旅が好きだが、人見知りなので現地人とすぐに仲良くなったり、熱い友情が芽生えたりすることは少ない。親しくなったかと思えばだいたい騙されたりぼったくられたり、失意のまま帰国することも多い。

そういうものにちょっと疲れて、たまには人と接さない場所に行こうと思った。この地球上で唯一、一般人の住むことのない大陸。南極大陸だ。

そんなわけで、2020年1月に南極に訪れた。

南極までの行程や世界一荒れる海、息を飲む景色については文藝春秋digitalに書いた。また南極海に飛び込む「ポーラー・ブランチ」という狂気のイベントに関しても触れている。

記事は途中まで無料で読めます。4月上旬発売の「文藝春秋」本誌にも掲載されることになっている(!)ので、見かけたらぜひ手に取ってみてください。

記事を公開したのち、いくらかかるのか、そのコストに見合うのかといったことを多くの人に尋ねられた。しかし費用は申し込み方法によって大きく変わる。
日本からのツアーに参加すると、だいたい200万円弱。
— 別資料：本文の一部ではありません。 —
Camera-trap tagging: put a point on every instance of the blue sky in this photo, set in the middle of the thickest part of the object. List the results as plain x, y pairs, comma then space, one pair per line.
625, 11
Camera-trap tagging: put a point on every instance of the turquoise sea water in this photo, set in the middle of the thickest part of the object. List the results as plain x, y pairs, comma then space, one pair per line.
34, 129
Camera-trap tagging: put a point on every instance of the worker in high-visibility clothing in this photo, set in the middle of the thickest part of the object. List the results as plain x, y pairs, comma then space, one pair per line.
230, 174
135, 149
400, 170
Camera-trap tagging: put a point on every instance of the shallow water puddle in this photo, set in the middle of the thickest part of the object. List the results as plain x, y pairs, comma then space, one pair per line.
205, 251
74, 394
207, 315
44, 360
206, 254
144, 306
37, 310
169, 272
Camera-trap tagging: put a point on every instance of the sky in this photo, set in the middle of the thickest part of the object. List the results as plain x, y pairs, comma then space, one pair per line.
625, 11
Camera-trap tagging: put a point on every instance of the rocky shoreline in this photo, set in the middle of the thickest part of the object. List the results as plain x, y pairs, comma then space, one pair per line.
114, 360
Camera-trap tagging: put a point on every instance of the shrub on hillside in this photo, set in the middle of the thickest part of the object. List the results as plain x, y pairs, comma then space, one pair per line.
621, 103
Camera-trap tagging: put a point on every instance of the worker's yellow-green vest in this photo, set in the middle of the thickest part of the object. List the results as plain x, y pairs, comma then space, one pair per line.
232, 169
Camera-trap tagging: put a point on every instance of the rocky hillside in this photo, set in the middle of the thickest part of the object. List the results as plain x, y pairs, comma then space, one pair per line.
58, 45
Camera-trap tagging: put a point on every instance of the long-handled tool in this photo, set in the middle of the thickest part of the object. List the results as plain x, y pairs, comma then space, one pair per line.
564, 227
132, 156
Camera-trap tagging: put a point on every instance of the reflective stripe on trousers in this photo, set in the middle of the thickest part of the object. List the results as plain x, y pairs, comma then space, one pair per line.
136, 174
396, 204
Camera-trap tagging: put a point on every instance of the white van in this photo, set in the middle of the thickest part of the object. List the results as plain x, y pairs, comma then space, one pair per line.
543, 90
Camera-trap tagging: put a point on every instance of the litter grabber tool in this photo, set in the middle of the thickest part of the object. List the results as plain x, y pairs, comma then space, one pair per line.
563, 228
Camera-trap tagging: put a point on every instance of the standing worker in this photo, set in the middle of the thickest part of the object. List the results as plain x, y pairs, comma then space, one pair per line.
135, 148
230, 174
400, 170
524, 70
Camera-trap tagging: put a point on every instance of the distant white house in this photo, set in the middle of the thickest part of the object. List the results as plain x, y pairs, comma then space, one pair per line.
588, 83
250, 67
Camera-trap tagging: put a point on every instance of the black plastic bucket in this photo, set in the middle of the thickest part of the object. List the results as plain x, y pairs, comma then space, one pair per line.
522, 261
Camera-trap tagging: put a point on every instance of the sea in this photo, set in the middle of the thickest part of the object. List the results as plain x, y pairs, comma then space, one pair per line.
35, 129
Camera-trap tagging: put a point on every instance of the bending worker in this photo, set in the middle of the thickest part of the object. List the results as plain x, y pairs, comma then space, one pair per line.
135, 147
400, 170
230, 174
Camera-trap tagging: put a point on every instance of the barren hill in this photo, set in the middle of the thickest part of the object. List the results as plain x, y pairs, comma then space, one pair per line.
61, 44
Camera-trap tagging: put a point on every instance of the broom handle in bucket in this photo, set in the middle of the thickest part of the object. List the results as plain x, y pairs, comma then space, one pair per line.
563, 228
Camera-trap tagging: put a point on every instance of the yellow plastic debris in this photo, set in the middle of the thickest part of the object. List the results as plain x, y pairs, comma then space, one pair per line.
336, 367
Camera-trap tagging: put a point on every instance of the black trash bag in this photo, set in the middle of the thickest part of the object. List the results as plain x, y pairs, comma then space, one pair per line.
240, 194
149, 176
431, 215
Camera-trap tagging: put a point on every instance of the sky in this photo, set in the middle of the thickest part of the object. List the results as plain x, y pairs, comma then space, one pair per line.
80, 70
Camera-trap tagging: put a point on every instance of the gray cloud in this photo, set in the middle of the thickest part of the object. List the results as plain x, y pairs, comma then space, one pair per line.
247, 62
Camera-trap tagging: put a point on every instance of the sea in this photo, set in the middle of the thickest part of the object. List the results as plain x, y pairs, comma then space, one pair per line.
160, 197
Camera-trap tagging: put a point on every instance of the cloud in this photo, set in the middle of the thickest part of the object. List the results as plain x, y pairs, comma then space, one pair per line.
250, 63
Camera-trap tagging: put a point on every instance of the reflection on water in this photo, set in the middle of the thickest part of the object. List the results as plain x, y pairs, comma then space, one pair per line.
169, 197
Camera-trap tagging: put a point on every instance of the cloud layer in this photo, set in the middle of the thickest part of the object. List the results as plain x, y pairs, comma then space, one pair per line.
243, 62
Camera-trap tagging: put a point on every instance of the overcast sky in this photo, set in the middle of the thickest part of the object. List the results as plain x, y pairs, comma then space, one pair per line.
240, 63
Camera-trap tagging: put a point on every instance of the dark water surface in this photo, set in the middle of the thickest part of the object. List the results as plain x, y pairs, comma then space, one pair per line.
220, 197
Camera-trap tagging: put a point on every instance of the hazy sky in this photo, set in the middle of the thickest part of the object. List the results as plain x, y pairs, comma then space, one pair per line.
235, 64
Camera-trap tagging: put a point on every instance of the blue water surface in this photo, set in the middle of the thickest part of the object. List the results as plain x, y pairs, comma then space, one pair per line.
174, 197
アルゼンチンからの現地ツアーだと100万円くらいで、僕はこの方法を選んだ。なお直前のキャンセル待ちを狙うとその半額で行けるらしいが、これは休みをかなり柔軟にとれる人でないと難しいだろう。

では100万円払って何をするかというと、もちろん海に飛び込むだけではない。日中に小さなボートで大陸へ上陸し、夜は船に泊まるという生活を繰り返すのである。

上陸のメインは雄大な景色と、それからやはりペンギンだ。僕が訪れた地域では4種類のペンギンを目にすることができたが、とびきり好みだったのがアデリーペンギンという品種である。白と黒の真ん丸だけで構成された目に、興奮すると頭が三角形になるという習性。漫画としか思えない。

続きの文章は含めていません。